Her voice was as harsh and grating as nails on a chalkboard. She was as hyper as she was vulgar. Her tone was upbeat in the least appropriate way possible.

Oh, crap. Oh, crap, crap, crap! I found myself shivering as I turned my head to look at her. There she was—Fan, sitting cross-legged atop the bar, her nurse outfit’s buttons partially undone to expose an ample portion of her chest, and her skirt just barely managing to cover what lay beneath it. Her mouth was twisted into a sadistic smile, and the expectant way she licked her lips only added to that impression. Technically speaking, though, the first thing I said wasn’t actually correct. I wasn’t looking at Yusano Fantasia at all.

Why would one of her other personalities have to take the driver’s seat now?! And to make matters worse, it just had to be Grotesqua: the most belligerent and least reasonable personality of them all!

“Hya ha ha ha! Anyway, y’know something? Fantasia was about to snap before I took over! ‘I can’t take having this asshat as my boss for another second! It’s supposed to be the boss’s job to bring us together at a time like this, not tear us apart,’ she said! Soooo, that’s how I ended up in the driver’s seat! Get! The! Picture, pal?! Hya ha ha haaa, what a goddamn loser you are! Seriously, Kiryuu, you’ve got a middle schooler giving you shit for being a crap leader!”

Brutal and merciless though her criticism was, I could also hear a certain trace of sadness in Fan’s—or rather, Grotesqua’s—words. It’s not like I couldn’t understand where she was coming from. As kind and innocent as Fan was, even she couldn’t help but feel let down by Hajime, considering the state of things. Heck, I’d been putting up with him since high school and even I was pretty stunned by just how bad of an attitude he was showing us.

“So, yeah, that’s how it’s gonna be!” said Grotesqua. “Time for a real...uprising? Coup d’état? Regime change? Hya ha ha, whatever! Point! Is! It’s high time for you to give up your big ol’ boss hat to li’l miss Grotesqua, Kiryuu Haaajiiimeeeeee! You’re just not cut out for giving people orders—sucks to suck!”

Toki clicked his tongue irritably. “Ugh. Just had to be Grotesqua. Can’t stand this bitch,” he grumbled, his knife held at the ready as he slowly backed toward the bar counter. “But there’s one thing I can agree with her on: you’re not cut out to give orders, all right!”
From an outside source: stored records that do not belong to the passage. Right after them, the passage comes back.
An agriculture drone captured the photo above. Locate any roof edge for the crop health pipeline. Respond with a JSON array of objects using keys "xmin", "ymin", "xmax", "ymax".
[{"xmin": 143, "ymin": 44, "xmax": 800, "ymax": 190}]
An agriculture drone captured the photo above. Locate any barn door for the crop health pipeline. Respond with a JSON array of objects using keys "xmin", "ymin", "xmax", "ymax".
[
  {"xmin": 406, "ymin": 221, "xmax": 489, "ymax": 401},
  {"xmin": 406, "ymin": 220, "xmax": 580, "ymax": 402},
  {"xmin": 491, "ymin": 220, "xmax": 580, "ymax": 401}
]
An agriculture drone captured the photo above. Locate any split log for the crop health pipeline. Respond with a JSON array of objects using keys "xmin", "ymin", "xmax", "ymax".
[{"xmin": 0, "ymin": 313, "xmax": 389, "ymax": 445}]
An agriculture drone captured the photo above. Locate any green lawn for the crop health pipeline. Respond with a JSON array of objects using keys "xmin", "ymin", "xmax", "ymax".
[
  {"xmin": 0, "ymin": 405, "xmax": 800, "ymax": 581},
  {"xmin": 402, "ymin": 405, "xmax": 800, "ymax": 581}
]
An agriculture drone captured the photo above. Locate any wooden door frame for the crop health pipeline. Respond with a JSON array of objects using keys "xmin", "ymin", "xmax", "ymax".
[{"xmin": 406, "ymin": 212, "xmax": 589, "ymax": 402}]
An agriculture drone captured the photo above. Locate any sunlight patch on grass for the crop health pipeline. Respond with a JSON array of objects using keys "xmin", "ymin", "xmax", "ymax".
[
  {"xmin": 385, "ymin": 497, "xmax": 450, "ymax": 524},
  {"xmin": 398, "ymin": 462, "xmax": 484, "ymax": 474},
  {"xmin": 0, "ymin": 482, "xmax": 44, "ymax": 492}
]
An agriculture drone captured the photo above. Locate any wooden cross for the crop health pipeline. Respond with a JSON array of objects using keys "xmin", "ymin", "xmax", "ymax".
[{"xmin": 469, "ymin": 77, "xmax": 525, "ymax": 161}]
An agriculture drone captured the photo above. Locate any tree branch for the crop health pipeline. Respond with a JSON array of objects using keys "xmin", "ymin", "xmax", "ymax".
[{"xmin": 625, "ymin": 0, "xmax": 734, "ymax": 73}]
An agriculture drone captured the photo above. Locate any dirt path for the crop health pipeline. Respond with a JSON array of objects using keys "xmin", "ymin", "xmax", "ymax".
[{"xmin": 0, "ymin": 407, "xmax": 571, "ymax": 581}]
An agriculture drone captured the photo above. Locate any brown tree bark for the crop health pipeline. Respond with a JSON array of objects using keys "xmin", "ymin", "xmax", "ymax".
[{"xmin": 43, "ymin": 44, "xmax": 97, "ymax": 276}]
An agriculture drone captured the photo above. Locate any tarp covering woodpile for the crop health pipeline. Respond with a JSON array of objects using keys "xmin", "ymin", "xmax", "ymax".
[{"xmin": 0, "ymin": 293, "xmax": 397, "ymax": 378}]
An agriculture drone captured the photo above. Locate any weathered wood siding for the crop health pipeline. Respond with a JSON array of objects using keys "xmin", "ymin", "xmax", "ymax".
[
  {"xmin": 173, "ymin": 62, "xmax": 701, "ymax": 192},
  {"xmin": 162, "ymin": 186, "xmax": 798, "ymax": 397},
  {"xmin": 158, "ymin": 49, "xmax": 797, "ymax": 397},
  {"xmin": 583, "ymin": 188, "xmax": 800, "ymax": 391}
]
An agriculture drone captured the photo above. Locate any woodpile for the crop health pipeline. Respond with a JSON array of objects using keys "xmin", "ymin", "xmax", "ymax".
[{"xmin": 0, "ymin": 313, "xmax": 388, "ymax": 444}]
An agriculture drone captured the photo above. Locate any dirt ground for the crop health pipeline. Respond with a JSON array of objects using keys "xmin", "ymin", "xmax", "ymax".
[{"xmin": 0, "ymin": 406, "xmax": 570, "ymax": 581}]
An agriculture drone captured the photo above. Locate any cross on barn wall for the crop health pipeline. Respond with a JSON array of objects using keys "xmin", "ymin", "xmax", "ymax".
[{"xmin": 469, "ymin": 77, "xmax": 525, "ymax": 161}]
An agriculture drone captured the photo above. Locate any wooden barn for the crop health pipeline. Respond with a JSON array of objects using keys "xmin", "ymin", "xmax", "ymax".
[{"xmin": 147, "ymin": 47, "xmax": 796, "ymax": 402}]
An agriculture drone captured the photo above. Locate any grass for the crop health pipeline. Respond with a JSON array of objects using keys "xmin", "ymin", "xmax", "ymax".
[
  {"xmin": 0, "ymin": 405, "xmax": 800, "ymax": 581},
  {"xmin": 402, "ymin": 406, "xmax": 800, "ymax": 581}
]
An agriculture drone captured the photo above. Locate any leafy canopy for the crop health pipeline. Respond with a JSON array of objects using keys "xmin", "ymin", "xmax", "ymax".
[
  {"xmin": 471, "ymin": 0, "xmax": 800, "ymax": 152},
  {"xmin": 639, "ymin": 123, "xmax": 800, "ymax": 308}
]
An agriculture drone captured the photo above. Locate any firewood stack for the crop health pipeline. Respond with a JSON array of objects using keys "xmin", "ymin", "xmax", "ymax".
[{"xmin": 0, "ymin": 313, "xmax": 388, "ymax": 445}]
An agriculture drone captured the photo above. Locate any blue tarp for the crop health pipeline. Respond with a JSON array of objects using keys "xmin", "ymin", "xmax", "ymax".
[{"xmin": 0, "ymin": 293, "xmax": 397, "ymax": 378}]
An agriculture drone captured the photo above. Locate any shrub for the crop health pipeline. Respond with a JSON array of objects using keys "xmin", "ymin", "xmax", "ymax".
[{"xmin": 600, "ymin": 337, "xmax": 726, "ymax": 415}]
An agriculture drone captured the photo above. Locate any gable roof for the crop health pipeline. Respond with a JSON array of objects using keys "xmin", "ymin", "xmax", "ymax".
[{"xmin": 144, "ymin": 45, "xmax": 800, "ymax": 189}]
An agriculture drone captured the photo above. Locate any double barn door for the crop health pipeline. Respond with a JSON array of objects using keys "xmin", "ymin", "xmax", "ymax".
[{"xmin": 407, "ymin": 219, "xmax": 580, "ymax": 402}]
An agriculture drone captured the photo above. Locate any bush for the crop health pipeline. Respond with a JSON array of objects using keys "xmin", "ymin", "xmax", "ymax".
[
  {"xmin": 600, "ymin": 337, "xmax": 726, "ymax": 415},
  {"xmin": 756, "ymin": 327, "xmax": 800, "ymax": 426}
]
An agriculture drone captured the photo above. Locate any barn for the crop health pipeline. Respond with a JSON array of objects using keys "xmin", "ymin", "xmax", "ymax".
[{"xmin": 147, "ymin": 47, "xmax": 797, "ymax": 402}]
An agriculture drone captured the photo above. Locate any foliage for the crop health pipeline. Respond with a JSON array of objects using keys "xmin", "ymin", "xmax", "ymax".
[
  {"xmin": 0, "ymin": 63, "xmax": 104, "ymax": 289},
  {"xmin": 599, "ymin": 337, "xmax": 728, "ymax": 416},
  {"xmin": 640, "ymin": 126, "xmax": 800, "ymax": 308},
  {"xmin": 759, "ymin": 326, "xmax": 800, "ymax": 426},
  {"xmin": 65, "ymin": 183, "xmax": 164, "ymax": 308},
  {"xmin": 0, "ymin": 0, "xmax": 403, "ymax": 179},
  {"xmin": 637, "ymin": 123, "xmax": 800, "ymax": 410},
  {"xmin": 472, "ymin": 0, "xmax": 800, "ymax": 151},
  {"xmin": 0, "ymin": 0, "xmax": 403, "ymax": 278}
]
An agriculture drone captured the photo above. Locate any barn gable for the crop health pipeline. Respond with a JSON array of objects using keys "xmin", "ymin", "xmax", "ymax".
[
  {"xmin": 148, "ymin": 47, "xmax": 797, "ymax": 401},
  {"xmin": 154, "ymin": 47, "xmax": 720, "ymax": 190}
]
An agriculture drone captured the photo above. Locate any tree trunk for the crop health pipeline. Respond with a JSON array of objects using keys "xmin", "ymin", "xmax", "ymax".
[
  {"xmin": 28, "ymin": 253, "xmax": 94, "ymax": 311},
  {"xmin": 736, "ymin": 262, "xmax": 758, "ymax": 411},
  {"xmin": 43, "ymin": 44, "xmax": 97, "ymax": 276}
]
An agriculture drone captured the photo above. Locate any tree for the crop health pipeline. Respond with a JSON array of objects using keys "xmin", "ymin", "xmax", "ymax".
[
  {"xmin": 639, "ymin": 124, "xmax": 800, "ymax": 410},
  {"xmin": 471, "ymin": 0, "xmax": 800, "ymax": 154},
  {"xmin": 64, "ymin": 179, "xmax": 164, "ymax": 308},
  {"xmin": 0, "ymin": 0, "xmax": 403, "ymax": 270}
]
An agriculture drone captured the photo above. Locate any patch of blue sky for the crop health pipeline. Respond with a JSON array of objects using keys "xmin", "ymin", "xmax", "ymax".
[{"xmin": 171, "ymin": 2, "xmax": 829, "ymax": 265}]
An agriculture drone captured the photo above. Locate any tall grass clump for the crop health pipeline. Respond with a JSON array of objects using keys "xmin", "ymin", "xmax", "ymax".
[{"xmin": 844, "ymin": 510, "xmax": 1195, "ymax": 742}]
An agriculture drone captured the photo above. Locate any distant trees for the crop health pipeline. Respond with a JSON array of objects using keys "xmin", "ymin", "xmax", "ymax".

“Woo hoo! Slay me, Toki-toks! Least somebody here sees it how it is!” shouted Grotesqua as she leaped from the bar top to the floor, stepping over to stand beside Toki. The two of them formed a united front facing off against Hajime, who was still lounging it up on the couch. They stared him down, ready to erupt in violence at the drop of a hat.

Zigzag Jigsaw: a power of laceration and assassination. Sex Eclipse: a power that causes the fragmentation of one’s own identity. The wielders of those two abilities formed the core of Fallen Black’s primary combat unit. Unlike Aki and I, who mostly stuck to the sidelines, those two boasted the absolute strength and genuine lethality needed to dominate the sort of battlefields we found ourselves upon, and however much faith I had in Hajime, I couldn’t imagine that even he could handle both of them at once.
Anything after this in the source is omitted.